Iterative Refinement and multi-layer aggregation contribute significantly to the total score.
Qualitative analysis shows Ours can magnify small objects (e.g., chairs) to a recognizable resolution.

Highlights & Insights¶

"Accurate attention does not equal correct recognition"—VLM may attend to the correct region but still misjudge it at low resolution, indicating that resolution enhancement is necessary.
Structure-preserving magnification vs. cropping: Cropping results in a loss of 33 points in Position, while magnification leads to a gain of 10 points.
The use of inverse transform sampling elegantly unifies "magnifying key regions" and "preserving global structure."

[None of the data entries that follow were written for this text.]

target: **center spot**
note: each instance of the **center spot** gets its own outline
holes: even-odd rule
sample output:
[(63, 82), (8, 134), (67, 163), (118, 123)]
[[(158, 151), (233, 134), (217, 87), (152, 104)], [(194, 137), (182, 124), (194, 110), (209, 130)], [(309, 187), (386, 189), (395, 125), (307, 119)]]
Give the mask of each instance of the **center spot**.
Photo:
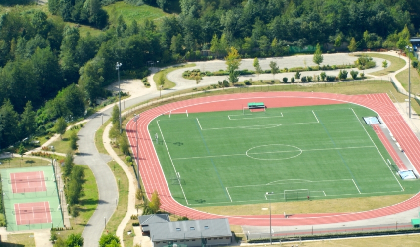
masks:
[(285, 144), (270, 144), (258, 146), (248, 149), (247, 156), (265, 161), (286, 160), (298, 156), (302, 150), (297, 147)]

Limitations & Future Work¶

Magnification leads to local shape distortion, which may be harmful for tasks requiring geometric precision.
Interrupts the efficient decoding of KV cache—each step requires re-encoding the magnified image.
Requires additional attention alignment mechanisms for VLMs with complex token-image mapping (non-interleaved architectures).
Only validated on LLaVA-1.5 7B, not tested on newer VLMs.

vs VCD/M3ID (Contrastive Decoding): Suppress biased logits but do not enhance visual details; Ours directly improves visual resolution.
vs IBD/PAI (Embedding Weighting): Enhance visual token weights but do not change visual content; Ours changes the visual input itself.
vs ViCrop (Cropping): Cropping loses context and dual inputs introduce confusion; Ours' structure-preserving magnification avoids these issues.
vs API (Regional Prompting): API emphasizes regions via masking but does not increase effective resolution; Ours actually increases the pixel count of key regions.

Rating¶

Novelty: ⭐⭐⭐⭐ The idea of structure-preserving magnification using inverse transform sampling is novel; iterative refinement is effective but relatively straightforward.
Experimental Thoroughness: ⭐⭐⭐⭐⭐ 4 benchmarks + 12 baselines + detailed ablation (map construction × magnification method × iterative refinement × multi-layer aggregation) + GPT-4o assisted evaluation.
Writing Quality: ⭐⭐⭐⭐ Method description is clear and qualitative analysis is intuitive.
Value: ⭐⭐⭐⭐ The perspective of mitigating hallucinations via "visual resolution enhancement" is insightful, and the structure-preserving design is practical.